While at the store, Caroline discovers that even in an idyllic beach town, there are women living with the deepest of secrets.
Inspired by this knowledge, and still grieving for the friend she lost, Caroline launches the Oysterville Sewing Circle, a weekly all-female group where women can talk about their lives without judgment and help each other through the troubles they keep hidden from the rest of the world.
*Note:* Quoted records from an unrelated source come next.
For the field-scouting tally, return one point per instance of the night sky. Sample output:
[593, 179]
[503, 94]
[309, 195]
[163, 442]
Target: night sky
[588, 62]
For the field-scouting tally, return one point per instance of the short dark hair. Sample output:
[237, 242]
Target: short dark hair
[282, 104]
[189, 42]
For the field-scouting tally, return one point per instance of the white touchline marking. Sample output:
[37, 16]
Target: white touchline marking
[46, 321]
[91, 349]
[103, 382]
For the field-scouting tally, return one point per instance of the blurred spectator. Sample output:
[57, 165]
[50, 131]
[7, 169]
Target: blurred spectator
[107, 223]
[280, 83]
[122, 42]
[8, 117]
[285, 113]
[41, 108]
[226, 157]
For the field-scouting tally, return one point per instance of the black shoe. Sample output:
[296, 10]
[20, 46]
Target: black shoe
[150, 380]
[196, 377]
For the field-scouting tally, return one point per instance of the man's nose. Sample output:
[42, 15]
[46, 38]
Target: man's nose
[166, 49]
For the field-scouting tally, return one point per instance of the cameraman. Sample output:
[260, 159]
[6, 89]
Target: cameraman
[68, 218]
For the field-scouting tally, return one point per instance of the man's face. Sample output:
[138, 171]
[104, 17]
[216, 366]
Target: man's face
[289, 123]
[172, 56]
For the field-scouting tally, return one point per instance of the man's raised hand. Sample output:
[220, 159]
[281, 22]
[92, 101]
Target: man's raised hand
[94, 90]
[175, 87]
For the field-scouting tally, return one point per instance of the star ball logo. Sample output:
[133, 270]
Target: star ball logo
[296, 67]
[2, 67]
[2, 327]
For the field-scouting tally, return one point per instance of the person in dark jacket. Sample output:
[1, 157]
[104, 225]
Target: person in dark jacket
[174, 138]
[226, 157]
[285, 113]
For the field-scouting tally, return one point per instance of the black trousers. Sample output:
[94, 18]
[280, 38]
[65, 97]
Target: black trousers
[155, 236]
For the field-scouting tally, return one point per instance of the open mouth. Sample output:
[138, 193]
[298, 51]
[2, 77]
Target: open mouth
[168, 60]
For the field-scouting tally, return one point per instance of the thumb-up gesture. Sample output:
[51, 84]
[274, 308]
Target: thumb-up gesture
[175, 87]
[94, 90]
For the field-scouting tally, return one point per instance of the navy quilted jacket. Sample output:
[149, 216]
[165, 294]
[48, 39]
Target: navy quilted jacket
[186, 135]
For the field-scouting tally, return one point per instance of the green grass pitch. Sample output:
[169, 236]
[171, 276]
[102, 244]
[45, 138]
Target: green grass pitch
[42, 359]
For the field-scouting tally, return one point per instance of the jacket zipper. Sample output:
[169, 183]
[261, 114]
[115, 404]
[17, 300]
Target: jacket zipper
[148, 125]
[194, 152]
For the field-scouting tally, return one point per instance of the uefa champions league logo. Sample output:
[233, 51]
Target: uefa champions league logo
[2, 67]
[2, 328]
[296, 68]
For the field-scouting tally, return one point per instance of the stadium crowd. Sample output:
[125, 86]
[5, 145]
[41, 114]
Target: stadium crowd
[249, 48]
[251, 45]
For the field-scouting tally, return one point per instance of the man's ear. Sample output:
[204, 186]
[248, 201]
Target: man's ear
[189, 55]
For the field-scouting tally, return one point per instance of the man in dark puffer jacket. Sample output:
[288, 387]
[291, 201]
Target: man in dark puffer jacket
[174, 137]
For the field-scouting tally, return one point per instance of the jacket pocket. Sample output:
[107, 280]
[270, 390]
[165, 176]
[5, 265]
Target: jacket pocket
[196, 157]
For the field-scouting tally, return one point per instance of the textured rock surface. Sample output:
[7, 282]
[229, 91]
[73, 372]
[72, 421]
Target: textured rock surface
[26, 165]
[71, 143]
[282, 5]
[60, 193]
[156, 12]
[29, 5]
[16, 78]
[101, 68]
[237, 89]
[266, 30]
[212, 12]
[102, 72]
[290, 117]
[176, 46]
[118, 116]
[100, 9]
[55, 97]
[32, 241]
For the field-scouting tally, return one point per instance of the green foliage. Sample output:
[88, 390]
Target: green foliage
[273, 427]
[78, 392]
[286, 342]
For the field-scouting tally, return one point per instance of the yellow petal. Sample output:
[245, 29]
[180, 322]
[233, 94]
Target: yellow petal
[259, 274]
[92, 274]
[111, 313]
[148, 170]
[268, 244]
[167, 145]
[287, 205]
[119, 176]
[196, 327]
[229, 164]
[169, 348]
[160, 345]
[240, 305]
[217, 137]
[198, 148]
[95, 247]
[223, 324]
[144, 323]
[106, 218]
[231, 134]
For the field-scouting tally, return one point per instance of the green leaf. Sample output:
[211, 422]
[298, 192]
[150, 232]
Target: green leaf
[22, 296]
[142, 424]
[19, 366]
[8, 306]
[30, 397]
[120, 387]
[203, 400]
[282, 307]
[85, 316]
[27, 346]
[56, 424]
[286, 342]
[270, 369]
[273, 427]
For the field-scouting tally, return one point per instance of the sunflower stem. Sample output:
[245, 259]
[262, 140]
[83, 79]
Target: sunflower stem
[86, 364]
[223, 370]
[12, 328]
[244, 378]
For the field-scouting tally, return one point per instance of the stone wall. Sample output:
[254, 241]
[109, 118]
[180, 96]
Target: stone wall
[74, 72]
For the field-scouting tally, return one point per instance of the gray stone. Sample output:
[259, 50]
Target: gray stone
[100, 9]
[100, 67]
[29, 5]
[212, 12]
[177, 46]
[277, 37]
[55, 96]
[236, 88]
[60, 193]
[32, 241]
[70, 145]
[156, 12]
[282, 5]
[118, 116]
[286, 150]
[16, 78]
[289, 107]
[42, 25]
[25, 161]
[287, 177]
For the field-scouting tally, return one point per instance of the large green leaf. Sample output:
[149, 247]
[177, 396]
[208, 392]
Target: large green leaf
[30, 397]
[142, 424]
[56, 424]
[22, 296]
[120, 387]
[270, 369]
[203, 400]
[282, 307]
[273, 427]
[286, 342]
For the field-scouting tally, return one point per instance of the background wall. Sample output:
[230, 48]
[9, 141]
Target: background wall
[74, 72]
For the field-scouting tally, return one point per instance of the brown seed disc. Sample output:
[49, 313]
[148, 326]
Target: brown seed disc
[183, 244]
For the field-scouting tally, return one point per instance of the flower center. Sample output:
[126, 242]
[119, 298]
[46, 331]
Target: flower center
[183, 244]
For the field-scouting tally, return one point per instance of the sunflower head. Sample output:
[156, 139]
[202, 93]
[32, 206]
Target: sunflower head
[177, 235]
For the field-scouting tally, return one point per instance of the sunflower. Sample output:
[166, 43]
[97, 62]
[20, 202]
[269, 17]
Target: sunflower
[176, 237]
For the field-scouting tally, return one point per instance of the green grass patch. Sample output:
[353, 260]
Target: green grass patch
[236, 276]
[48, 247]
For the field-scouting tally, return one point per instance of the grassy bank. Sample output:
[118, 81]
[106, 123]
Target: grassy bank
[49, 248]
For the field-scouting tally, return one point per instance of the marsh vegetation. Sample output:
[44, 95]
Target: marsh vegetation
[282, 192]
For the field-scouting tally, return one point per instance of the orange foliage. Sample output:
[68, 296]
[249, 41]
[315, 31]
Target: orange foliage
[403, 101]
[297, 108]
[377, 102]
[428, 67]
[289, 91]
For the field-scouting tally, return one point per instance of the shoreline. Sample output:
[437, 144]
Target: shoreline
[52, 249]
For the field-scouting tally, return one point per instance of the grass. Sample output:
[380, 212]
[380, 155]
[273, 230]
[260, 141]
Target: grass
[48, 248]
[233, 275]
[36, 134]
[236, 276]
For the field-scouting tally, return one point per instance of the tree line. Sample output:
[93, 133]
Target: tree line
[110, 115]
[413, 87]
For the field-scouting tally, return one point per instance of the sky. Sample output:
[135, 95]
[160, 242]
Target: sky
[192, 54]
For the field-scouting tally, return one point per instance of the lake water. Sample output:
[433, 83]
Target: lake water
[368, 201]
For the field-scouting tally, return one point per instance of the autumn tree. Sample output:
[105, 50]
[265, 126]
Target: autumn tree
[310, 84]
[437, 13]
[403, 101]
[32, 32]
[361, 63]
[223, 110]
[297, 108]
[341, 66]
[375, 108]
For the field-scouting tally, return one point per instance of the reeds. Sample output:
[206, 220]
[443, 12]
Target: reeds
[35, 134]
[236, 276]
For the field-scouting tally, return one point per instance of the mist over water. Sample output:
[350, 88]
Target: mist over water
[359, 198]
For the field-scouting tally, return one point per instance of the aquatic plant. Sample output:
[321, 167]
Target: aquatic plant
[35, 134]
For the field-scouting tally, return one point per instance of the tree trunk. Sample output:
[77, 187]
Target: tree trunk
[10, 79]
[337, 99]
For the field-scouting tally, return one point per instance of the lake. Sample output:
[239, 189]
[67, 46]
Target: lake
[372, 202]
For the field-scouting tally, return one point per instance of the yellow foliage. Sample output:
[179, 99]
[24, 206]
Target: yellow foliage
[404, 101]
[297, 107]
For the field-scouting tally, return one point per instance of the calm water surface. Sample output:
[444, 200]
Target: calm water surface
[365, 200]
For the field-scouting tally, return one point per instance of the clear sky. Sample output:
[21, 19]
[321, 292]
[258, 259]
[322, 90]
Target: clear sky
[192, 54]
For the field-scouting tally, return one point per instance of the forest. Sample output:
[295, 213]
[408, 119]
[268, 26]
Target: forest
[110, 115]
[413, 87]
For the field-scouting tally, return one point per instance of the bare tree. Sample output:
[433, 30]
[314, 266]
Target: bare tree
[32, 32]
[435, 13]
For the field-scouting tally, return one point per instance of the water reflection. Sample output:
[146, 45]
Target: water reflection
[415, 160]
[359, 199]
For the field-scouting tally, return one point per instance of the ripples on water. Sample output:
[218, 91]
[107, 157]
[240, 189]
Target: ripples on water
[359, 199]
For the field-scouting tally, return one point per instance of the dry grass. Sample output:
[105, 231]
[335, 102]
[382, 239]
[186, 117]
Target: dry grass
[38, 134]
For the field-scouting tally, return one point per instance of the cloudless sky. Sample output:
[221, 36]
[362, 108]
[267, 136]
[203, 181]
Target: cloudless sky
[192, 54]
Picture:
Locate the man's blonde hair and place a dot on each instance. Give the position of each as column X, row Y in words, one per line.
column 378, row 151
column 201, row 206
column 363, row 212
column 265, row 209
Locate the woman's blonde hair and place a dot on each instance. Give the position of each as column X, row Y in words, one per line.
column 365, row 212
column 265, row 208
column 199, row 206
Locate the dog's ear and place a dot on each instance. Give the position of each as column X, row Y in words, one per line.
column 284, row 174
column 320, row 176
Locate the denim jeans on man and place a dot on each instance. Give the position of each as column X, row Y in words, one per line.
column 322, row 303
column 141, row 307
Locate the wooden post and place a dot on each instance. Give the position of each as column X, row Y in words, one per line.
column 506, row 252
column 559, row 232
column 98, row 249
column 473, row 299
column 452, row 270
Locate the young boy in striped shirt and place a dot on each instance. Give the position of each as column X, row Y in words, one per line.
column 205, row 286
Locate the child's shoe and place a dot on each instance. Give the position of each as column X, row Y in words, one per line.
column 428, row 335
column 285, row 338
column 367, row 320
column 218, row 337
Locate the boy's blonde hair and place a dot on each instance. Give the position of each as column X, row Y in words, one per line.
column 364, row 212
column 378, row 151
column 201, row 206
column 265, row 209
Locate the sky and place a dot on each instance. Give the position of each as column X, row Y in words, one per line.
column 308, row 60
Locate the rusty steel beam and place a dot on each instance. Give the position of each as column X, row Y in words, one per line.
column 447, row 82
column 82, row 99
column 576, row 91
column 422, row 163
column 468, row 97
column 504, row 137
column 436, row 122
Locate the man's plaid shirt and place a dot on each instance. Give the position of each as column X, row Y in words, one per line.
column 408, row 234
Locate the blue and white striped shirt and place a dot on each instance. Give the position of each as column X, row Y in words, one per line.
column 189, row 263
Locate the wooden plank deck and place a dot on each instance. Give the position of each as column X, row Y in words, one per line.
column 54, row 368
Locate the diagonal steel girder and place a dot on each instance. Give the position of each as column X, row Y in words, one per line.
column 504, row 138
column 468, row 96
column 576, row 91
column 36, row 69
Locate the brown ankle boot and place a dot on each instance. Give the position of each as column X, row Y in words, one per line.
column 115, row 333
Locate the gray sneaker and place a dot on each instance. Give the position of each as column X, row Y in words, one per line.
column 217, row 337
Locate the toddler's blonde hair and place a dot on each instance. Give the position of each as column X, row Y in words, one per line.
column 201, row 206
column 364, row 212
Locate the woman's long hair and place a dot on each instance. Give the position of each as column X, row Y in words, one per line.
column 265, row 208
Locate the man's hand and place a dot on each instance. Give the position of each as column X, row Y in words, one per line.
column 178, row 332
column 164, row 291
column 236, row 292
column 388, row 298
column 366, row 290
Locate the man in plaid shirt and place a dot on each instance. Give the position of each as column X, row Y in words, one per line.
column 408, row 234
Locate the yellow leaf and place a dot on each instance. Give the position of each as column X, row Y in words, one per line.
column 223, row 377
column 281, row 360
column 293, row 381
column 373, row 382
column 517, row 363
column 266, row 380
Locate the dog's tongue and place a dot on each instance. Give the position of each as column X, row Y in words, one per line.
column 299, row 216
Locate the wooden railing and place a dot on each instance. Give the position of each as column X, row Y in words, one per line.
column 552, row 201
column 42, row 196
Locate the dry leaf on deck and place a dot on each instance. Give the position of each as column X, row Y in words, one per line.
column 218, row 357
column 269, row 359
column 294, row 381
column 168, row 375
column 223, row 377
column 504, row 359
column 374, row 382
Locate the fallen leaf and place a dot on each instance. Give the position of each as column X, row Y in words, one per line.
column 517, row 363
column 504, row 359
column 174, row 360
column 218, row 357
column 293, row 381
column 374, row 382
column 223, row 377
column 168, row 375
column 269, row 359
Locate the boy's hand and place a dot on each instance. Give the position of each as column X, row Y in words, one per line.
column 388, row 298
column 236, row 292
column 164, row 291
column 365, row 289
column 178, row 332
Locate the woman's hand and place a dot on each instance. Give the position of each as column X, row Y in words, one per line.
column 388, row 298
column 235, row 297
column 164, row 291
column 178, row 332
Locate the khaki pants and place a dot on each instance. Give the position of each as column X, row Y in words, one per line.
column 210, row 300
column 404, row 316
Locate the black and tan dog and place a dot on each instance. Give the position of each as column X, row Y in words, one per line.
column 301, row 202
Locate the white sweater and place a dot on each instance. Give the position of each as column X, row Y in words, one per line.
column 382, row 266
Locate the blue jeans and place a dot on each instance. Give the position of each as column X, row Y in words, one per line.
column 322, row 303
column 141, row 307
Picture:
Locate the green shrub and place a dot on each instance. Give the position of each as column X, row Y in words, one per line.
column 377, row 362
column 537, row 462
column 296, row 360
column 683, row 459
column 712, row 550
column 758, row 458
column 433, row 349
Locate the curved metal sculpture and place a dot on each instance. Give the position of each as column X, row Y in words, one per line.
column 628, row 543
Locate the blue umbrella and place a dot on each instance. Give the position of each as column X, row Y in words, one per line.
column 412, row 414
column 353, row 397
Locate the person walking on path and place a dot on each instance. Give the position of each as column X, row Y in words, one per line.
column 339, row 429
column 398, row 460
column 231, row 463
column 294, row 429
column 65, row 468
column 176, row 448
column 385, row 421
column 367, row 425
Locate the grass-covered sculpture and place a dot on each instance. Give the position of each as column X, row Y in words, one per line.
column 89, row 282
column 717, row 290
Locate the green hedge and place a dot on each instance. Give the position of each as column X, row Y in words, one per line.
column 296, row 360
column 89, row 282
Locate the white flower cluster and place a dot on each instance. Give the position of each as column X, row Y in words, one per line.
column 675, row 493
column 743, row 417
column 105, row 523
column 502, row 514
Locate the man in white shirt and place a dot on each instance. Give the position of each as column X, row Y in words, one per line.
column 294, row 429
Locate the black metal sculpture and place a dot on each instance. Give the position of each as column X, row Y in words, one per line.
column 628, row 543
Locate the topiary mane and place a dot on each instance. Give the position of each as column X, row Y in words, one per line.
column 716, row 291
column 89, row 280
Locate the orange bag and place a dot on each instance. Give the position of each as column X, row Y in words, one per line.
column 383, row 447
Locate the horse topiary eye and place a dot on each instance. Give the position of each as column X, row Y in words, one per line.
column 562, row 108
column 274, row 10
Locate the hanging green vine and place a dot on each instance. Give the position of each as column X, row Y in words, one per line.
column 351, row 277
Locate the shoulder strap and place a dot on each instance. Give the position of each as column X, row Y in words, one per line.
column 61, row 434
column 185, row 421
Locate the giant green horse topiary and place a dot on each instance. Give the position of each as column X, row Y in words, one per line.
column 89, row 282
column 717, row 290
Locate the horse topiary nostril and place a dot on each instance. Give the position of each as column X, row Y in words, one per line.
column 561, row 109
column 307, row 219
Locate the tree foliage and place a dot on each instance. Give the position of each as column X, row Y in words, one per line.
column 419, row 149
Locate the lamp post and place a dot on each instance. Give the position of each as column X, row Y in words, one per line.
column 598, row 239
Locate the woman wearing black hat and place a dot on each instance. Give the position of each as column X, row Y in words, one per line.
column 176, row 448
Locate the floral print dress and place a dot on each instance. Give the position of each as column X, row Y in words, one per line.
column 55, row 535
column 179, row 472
As word of the Sewing Circle spreads, Caroline regains her creativity and fighting spirit, but an unexpected challenge tests her courage and her heart.
The Oysterville Sewing Circle is an emotionally charged story that tugs at the heartstrings in the best possible way, complete with an irresistible ensemble cast and deeply felt truths about coming home, women’s friendships, and finding your way in the world.